Batı’nın neoliberal yayılma maceraları giderek hazin bir görüntü arz ediyor. Ortadoğu’nun hali ortada. Bunun eski Sovyet coğrafyasındaki nadide örneği ise Gürcistan-Ukrayna hattında mevcut. Ve yaşananların perde arkası ortaya serildikçe, 2000’lerde ‘demokrasi devrimi’ diye yutturulanlar daha net anlaşılıyor.
***
Bu açıdan en trajikomik vaka, ABD’nin
Kafkasya’daki adamı Gürcistan’ın eski devlet başkanı
Mikhail Saakaşvili ve başına gelenler.
Saakaşvili, 2004-2013 arasında yönettiği
Gürcistan’da Bush yönetiminin gazına gelmiş,
2008’de, 1990’lardaki çözülme dalgasının özerk Güney Osetya ve
Abhazya cumhuriyetlerine gözünü dikmişti. Karşısında Tiflis’in
kapısına dayanan Rusya Federasyonu ordusunu buldu. RF işini bitirip
çekildi, mağlup Saakaşvili de tarihe ‘kravatını kemiren
lider’ olarak geçti.
Tabii Saakaşvili’nin Tiflis’te görevinin bitimi
tatsız oldu. Yolsuzlukla suçlandı. İmdadına 2014’te Ukrayna’nın
ikinci ‘Turuncu Devrim’i yetişti. Ukrayna’ın yeni lideri
Petro Poroşenko’nun davetiyle kapağı Kiev’e attı.
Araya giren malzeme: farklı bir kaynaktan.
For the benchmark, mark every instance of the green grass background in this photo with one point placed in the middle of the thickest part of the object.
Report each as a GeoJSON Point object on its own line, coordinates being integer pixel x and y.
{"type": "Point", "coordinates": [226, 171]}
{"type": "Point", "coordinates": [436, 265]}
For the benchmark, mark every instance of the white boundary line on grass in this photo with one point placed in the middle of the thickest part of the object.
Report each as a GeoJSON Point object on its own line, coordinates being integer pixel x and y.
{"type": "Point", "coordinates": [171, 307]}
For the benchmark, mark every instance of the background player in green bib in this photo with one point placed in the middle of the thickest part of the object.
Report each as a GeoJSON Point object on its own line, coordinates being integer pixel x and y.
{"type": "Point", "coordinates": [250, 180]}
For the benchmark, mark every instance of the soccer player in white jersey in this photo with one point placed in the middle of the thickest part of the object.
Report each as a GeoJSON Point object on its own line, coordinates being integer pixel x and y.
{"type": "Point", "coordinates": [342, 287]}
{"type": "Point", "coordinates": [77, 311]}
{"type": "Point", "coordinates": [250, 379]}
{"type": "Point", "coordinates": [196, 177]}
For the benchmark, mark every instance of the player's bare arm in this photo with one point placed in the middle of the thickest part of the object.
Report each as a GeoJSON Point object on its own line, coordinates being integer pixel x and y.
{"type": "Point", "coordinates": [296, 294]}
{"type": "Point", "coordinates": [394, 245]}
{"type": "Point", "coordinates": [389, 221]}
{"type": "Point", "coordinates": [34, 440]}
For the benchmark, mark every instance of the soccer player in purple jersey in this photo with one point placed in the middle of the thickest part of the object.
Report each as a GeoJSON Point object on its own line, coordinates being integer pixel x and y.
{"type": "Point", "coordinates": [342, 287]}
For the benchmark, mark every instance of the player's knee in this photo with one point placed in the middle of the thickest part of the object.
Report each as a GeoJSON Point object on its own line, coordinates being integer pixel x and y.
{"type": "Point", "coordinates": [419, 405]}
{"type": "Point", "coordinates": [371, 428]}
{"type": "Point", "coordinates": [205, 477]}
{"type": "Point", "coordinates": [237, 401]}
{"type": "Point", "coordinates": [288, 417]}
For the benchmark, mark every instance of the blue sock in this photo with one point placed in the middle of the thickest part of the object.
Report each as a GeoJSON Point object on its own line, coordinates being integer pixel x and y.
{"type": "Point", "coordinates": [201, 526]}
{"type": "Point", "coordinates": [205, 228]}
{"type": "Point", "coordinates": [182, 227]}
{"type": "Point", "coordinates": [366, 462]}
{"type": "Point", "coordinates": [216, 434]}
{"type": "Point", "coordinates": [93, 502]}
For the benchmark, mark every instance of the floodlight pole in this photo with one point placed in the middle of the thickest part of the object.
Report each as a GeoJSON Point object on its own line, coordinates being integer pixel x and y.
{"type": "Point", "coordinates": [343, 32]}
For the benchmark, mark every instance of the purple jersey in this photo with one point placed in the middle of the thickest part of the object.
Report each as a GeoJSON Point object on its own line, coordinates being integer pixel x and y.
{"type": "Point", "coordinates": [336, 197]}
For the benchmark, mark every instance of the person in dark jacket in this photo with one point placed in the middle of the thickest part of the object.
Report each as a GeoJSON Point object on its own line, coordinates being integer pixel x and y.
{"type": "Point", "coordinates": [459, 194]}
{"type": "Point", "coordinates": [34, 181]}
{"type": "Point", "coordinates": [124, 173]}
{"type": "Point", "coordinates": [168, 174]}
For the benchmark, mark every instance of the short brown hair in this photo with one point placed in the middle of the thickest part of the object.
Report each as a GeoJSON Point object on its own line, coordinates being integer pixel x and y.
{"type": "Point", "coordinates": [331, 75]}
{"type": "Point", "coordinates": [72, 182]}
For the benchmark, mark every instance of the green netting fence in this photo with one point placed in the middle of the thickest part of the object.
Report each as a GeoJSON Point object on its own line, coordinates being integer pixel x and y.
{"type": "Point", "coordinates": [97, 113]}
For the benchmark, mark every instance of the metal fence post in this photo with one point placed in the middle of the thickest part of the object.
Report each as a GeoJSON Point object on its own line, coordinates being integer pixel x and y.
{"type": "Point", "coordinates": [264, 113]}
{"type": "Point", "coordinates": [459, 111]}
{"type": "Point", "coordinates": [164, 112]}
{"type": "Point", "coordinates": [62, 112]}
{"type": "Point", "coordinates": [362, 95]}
2015-2016 yıllarında Odesa valisi bile yapıldı! Fakat Poroşenko
oligarşisine rakip çıkınca, ikinci ülkesinden de
kovuldu.
Hikâyesi bir süredir dünyaya mal olmuştu.
Ukrayna’da kurduğu yolsuzluk karşıtı muhalif hareketin PR’ı için
canlı yayında ‘intihar şovu’ bile yaptı. Sonunda bu hafta
‘paketlenip’ Polonya’ya ‘postalandı’. Tabii
Kiev’de bir restoranda kamuflaj kıyafetli birimler tarafından ele
geçirilişini Facebook sayfasından paylaştı.
***
Ama meselemiz bu değil. Saakaşvili’nin niçin şimdi ‘postalandığı’... Çünkü Saakaşvili’nin, Ukrayna’da 2014’te Batı ile Rusya arasında denge gütmeye çalışan Devlet Başkanı Victor Yanukoviç’in devrildiği parlamento darbesinin yolunu açan Meydan katliamı davasında ifade vermesi bekleniyordu. Çünkü Meydan katliamında hem protestoculara hem Berkut adı verilen polise ateş açan keskin nişancıları gayet yakından biliyordu.